高中偶跟同學坐過一次地鐵,被偷拍發到抖音撈人, 有八十多萬點贊, 評論區裏個人信息也扒得皮都不剩。等到畢業典禮, 他又成為操場上的必打卡景點, 當晚刷朋友圈, 一溜煙全是複制粘貼版本的他和某位同學的拍立得合照。
怎麽可能帥且不自知。
簡直悖論。
但此刻,詭異又陌生的情緒出現了。舒栗猝不及防的邀約,竟讓他感到一絲慌亂。
回去後他假借尿遁照了照鏡子,越發忐忑。
他今天實在太潦草了。
還不能昭彰地換裝, 顯得過分重視, 被某些人誤解。
不換又覺得自己有些拿不出手……
——拿不出手?
他要被誰拿得出手?
莫名其妙。
手接水抓了把頭發, 遲知雨走出衛生間, 對上鞋都沒換的女生的目光,平靜說:“走吧。
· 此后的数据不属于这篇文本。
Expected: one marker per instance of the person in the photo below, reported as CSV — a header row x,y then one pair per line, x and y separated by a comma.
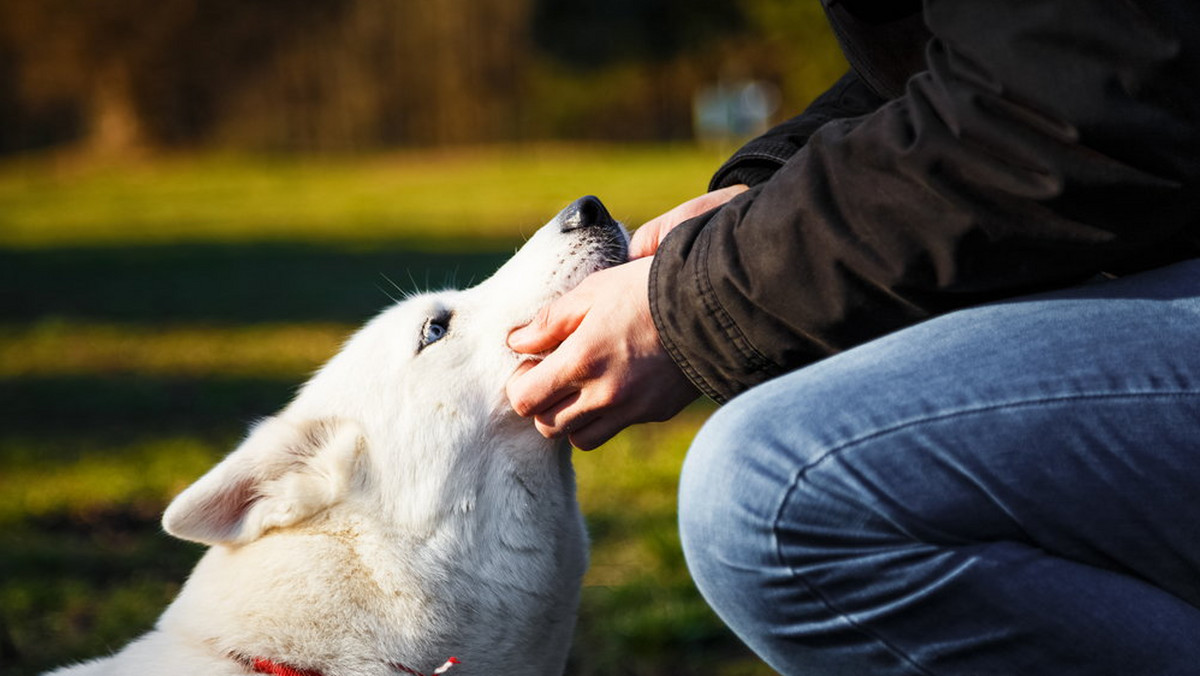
x,y
952,312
”
她似乎在手機裏挑選餐廳,瞟來一眼:“想好吃什麽了麽?”
“随便吧。”今日調性偏低的他, 已沒有太多選餐心情。
舒栗見他回複搪塞,反複确認:“真随便假随便?”別到時進了菜館開始挑三揀四, 影響大家吃飯心情。
遲知雨:“真無所謂,你選。”
步入電梯,考慮到他不耐受的胃和潔癖不小, 舒栗将觊觎一下午的炸串踢出待選,查找各種單人小火鍋,可以自選鍋底,這樣也能照顧到無辣不歡的梁頌宜。
她低頭給梁頌宜發消息:小火鍋願意吃嗎?
對面回複:不是花自己錢的都願意。
舒栗微微笑,發布預警:好呢。我這還有個人。
梁頌宜:誰啊。
舒栗措辭愈發簡潔有力:狗少。
梁頌宜:我靠?
舒栗:你能見到帥哥本人了。
梁頌宜:怎麽把他詐出來的?
舒栗:略施小計,順水推舟,告慰一下我好奇已久又辛苦一周的摯友。
見她一直擱那兒跟手機屏幕眉來眼去,笑容奸滑,遲知雨非常不解:“你跟誰說話呢。”
舒栗迅速斂平嘴角:“跟我朋友啊。”
兩人先後走出電梯,舒栗不再看微信。剛打開導航地圖,就聽身側人發問:“你朋友多大了?”
舒栗說:“跟我一樣大,我們實習時認識的。”
沉默幾秒,又聽他說:“一會兒怎麽稱呼?”
舒栗愣了愣。他的問話方式有點古怪,但說不上是哪裏怪異,就如實作答:“她就是上次跟你便簽争霸的語文老師,你叫她梁老師或老梁就好。”
男生嘴角一扯:“是她啊……荷花頭。”
舒栗笑一聲,豎起食指:“警告你啊,你見面別叫人家荷花頭。”
他輕聲答,有笑意:“哦。”
旋轉小火鍋門店離雲庭極近,也就六七百來米腳程,位于附近商場D區三樓。
剛到正門,遲知雨遠遠瞥見個身量偏高的女生兔奔而來,她身穿長款深棕羽絨服,和舒栗抱在一塊兒時,像條黑麥可頌裹住了椰奶凍,他幾乎是下意識後退了半步,對上她掃來的眼風:
“靠,你是真帥啊!”
她聲線略粗,語氣也很誇張。
物以類聚;看來小樹口袋私底下沒少在在朋友面前提他。
遲知雨面無波動,正聲打招呼:“hi。”
女人的笑眼盯他好半會,裏頭寫滿了啧啧稱奇,又勾住舒栗肩膀,很激動:“你沒騙我!”
而小樹口袋無半分羞澀:“中國人不騙中國人好嗎?”
遲知雨跟在後面,局促感減淡許多。
“他比XXX還帥欸。”她的朋友還在感慨,聽名字像是某位韓星。
舒栗跟着回望一眼:“有嗎?”
“有啊,他臉更小。”
“不是說攝像機會放大人臉麽?明星的臉肯定比鏡頭裏更小吧。”
……
這一路,她們都在探讨他長相,百無禁忌,完全不管當事人體驗和死活——看在她們基本是在誇他的份上,遲知雨憋了又憋,憋到在小火鍋吧臺入座。
服務生在長桌對面詢問湯底,舒栗和她朋友都點了麻辣紅油番茄濃湯鴛鴦鍋,而後偏頭問:“你吃山珍菌湯鍋嗎?”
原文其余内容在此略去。